On June 10, 2024, Disney shared a first look at two new puppets that would be used during the musical and that it was confirmed that the show would use all new puppets. One of the puppets revealed in a sneak peek was Max, Prince Eric's pet dog with another one being a sea turtle with a pink and purple shell. It was also confirmed that this puppet would be used in a blacklight sequence like in its predecessor. In addition to this, it was also revealed that the show would use cutting-edge digital imagery motion capture for the characters of King Triton, Ursula, and Ariel's sisters. It was also confirmed that the song "Daughters of Triton" would be included within the show, which the predecessor omitted.

In July 2025, it was announced the attraction was set to become part of Studio Theater in a new land, The Walt Disney Studios Lot, since Animation Courtyard was being permanently closed on September 25, 2025. The voice cast was updated, with Debra Wilson voicing Ursula, Luke Lowe voicing Flounder, Kevin Michael Richardson voicing Sebastian, Jim Cummings voicing King Triton and Corey Burton (who voiced King Triton in the previous show) voicing Flotsam and Jetsam. All actors have voiced their characters in previous works.

==Show soundtrack==
- "Daughters of Triton"
- "Part of Your World"
- "Under the Sea"
- "Poor Unfortunate Souls"
- "Kiss the Girl"

==Synopsis==
The show begins with the seahorse herald introducing King Triton and Sebastian to begin Atlantica's newest concert. King Triton states that he's excited to see his daughters perform, especially his youngest daughter Ariel. Sebastian begins conducting the orchestra and Triton's daughters perform a short musical number to introduce themselves and Ariel (“Daughters of Triton”). When Ariel's cue comes, she's missing. Triton is furious.

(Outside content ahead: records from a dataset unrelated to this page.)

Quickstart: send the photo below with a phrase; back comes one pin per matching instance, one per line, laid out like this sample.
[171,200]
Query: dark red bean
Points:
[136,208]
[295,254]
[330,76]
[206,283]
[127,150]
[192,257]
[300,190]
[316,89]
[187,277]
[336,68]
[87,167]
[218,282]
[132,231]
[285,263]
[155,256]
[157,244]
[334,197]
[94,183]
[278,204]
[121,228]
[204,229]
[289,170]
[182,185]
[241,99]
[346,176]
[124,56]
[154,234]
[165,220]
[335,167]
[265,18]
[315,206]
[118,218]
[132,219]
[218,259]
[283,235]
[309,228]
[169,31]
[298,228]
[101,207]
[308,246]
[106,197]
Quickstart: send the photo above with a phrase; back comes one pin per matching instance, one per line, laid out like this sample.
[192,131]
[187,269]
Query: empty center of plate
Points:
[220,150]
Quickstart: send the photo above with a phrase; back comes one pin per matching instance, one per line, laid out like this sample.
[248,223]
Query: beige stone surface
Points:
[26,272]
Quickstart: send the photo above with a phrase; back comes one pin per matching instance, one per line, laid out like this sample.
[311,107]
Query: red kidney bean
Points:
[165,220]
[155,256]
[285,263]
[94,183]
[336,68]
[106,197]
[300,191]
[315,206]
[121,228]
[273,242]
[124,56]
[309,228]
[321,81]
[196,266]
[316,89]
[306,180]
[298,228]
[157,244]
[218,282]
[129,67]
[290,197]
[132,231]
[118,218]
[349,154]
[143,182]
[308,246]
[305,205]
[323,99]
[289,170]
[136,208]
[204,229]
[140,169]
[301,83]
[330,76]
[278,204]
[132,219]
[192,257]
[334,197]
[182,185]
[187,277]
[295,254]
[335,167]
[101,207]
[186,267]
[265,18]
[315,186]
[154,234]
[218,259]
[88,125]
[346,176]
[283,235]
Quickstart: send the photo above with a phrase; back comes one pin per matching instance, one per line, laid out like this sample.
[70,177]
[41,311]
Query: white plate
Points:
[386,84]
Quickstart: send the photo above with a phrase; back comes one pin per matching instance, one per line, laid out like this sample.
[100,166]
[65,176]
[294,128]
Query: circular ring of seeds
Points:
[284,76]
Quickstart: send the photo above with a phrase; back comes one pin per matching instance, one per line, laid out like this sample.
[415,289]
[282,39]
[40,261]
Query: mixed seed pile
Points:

Meanwhile, Ariel arrives at her grotto and shows her best friend, Flounder, her newest treasures. Triton arrives and reprimands Ariel. After he leaves, she laments his misunderstanding of her and sings about her dream to be a part of the human world (“Part of Your World”). Meanwhile on land, Prince Eric tells his dog, Max, that he's holding off on marriage until he finds a girl he truly loves.

Sebastian arrives and reprimands Ariel for her infatuation with humans before showing her why life is better in the ocean with the help of many aquatic animals (“Under The Sea”). Meanwhile, Ursula, the infamous sea witch, plots to use Ariel as a pawn to take down Triton. The eels Flotsam and Jetsam lure Ariel to Ursula's lair where she manipulates Ariel into signing a contract that tethers her to Ursula's plan. Ariel must get true love's kiss from Eric in 3 days or she will become Ursula's slave. As payment, Ursula takes Ariel's voice before transforming her into a human (“Poor Unfortunate Souls”).

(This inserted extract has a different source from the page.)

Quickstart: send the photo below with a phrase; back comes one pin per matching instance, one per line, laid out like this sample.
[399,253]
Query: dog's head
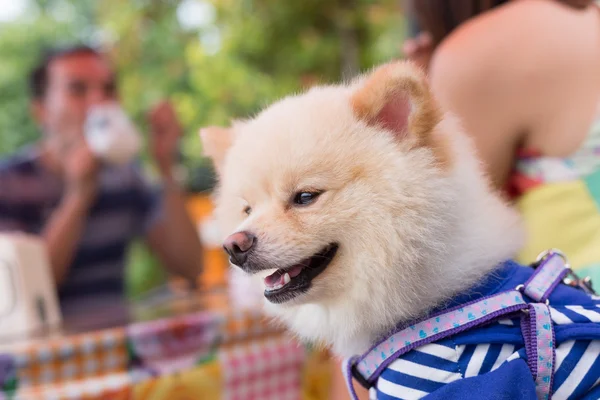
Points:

On the final night before the day Ariel needs to succeed, she and Eric explore the nearby lagoon by boat. Sebastian, Flounder, and a collection of animals in the lagoon serenade them (“Kiss The Girl”). The two almost kiss but Flotsam and Jetsam tip their boat over. Enraged by Ariel's progress, Ursula breaks the seashell with her voice inside and turns her back into a mermaid. As the sun sets Ursula, now with Triton's trident, grows giant. She conjures a typhoon and through the darkness the audience sees flashes of Ariel and Eric attempting to rescue each other. Eric is able to board a sunken ship and steer it into Ursula, killing her.

The next morning, Ariel laments over an unconscious Eric that she can't achieve her dream. Triton and Sebastian observe, and Triton realizes he needs to let his daughter go. He transforms Ariel into a human permanently, and apologizes for not listening. Ariel forgives him before Eric regains consciousness and they reunite. The show ends with Triton casting a rainbow over land and sea.